Before the hearing takes place, the patient/their representative and the Tribunal panel will have received written reports usually from the patient’s doctor, the nursing team and the social work team responsible for the patient’s care in the community (PDF). There is important guidance about what information these reports must contain. If the patient is under 18 years old, an additional report must be provided to the Tribunal panel. The Tribunal panel will have read all the written reports they have received. This might include any independent reports which the patient or their representative has arranged, such as an independent psychiatric report.
The hearing is usually private, this means that members of the public and people who are not parties to the hearing cannot usually attend. A nearest relative (PDF) will only be a party, and have a right to attend, if they have made the application to the Tribunal. The Tribunal has the power to admit someone to the hearing who is not a party such as an Independent Mental Health Advocate (IMHA) or a family member. The panel will ask the parties for their views before making a decision.
Some victims of certain types of offences committed by a person now detained under the Mental Health Act, have rights regarding Mental Health Tribunals, this includes the right to make certain representations. Victims do not have a right to attend the hearing.

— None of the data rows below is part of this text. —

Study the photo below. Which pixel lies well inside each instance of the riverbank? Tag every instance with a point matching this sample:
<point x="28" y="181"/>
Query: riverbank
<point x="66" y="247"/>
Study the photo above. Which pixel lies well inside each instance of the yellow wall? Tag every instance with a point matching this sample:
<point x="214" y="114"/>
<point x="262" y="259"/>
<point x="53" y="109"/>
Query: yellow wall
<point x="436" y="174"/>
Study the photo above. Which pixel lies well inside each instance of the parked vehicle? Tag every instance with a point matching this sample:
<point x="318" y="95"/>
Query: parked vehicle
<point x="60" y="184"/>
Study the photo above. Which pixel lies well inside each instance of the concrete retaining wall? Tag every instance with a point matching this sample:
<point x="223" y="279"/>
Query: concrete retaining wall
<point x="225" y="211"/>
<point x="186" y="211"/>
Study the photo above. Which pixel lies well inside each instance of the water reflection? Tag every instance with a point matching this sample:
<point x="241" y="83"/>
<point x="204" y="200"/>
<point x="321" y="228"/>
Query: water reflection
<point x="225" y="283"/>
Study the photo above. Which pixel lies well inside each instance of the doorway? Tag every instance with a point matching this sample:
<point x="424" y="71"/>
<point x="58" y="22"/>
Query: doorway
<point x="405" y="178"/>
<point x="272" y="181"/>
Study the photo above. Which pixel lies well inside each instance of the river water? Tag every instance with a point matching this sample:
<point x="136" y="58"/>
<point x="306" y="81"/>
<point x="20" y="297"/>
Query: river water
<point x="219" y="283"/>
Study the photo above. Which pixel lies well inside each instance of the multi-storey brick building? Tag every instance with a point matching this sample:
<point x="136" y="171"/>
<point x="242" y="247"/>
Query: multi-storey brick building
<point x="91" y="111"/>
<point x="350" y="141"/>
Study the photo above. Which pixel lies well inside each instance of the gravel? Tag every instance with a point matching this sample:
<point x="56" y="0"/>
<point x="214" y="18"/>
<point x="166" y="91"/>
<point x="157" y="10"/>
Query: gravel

There is guidance about how victims representations are handled by the Tribunal.
At the hearing, the patient’s doctor, a member of nursing team and the patient’s care coordinator are usually required to give evidence, although this depends on whether the patient is detained in hospital or living in the community. The Tribunal panel and the patient’s representative will ask the witnesses questions. Although patients do not have to attend the Tribunal hearing, most patients do attend. If a patient attends, they usually give evidence and then they might be asked questions by the Tribunal panel. However, the patient does not have to give evidence if they do not want to do so.
At the end of the hearing, the Tribunal panel will ask everyone to leave the hearing and they will make their decision in private. This is usually announced straightaway. The Tribunal have the power to discharge a patient on the hearing day or in the near future. They have other powers which will depend on what section of the Mental Health Act the patient is detained under. In some cases, the Tribunal can make recommendations to facilitate discharge such as transfer to another hospital or leave, or it can grant discharge to the community but under a legal framework. After the hearing the Tribunal must send written reasons for the decision they have made. There are time limits which they must comply with: the written reasons must be prepared within three days if the patient is detained under section 2 of the Mental Health Act, or within seven days in all other cases.
A patient has the right to ask for an appeal against a decision made by a Mental Health Tribunal. They must make an application within a specified timeframe and the correct forms should be used when applying for a decision to be set aside or for permission to appeal.